Puis cela changea. Des camions de Ray Power vinrent déverser des hommes qui dressèrent un village de tentes, si bien qu’un mois durant, il y eut deux Kotkhaï, le temps pour eux de construire leurs éoliennes, leurs panneaux solaires et leurs générateurs à biocarburant, puis d’y relier petit à petit chaque maison, atelier et lieu sacré à l’aide de câbles distendus. Sukrit, le vendeur de piles et de batteries, les maudit d’avoir forcé un homme de bien à fermer boutique et une fille de bien à se prostituer.

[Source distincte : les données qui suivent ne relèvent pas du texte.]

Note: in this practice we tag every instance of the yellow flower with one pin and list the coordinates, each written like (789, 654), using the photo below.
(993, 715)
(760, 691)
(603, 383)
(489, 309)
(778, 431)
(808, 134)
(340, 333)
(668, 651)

« Nous faisons désormais partie du monde, avait dit Mme Jaitly aux femmes du cours du soir. Notre réseau de câbles nous relie à un autre réseau, à un réseau plus grand, qui couvre le monde entier. »
Mais l’Inde de l’ancien temps agonisait, le rêve de Nehru craquait sous la pression des divisions ethniques et culturelles, sous celle d’un environnement supportant difficilement le poids d’un milliard et demi d’êtres humains. Kotkhaï se vantait que son retard et son isolement le protégeraient du mélange caractéristique de Diljît Rânâ : hindouisme et vision de l’avenir. Mais les hommes parlaient au dhâbâ, lisaient les éditoriaux des journaux du soir sur les Armées Nationales, les milices armées, les raids éclair s’emparant d’une poignée de pauvres villages comme Kotkhaï pour les intégrer au territoire national. Jaï Bhârat ! Les jeunes hommes furent les premiers à partir. Pârvati avait vu de quelle manière son père les avait regardés s’éloigner dans le bus de campagne. S.J. Sâdhurbhaï n’avait jamais pardonné à sa femme de ne lui avoir donné que des filles. Il jalousait chaque jour les classes moyennes, qui pouvaient se permettre de choisir le sexe de leurs enfants. Ils construisaient une nation solide, pas faible et féminine comme l’ancienne Inde, qui s’en prenait à elle-même jusqu’à la mort. Ce fut presque un soulagement chez les Sâdhurbhaï lorsqu’il annonça qu’avec Gurpal, son apprenti au garage, il partait à la guerre. Une bonne guerre. Une guerre d’hommes. Elle ne fit pas d’autres victimes qu’eux deux dans tout Kotkhaï, tués par un hélicoptère aeai d’assaut ayant pris le camion qu’ils conduisaient pour un véhicule ennemi. Une guerre d’hommes, une mort d’homme.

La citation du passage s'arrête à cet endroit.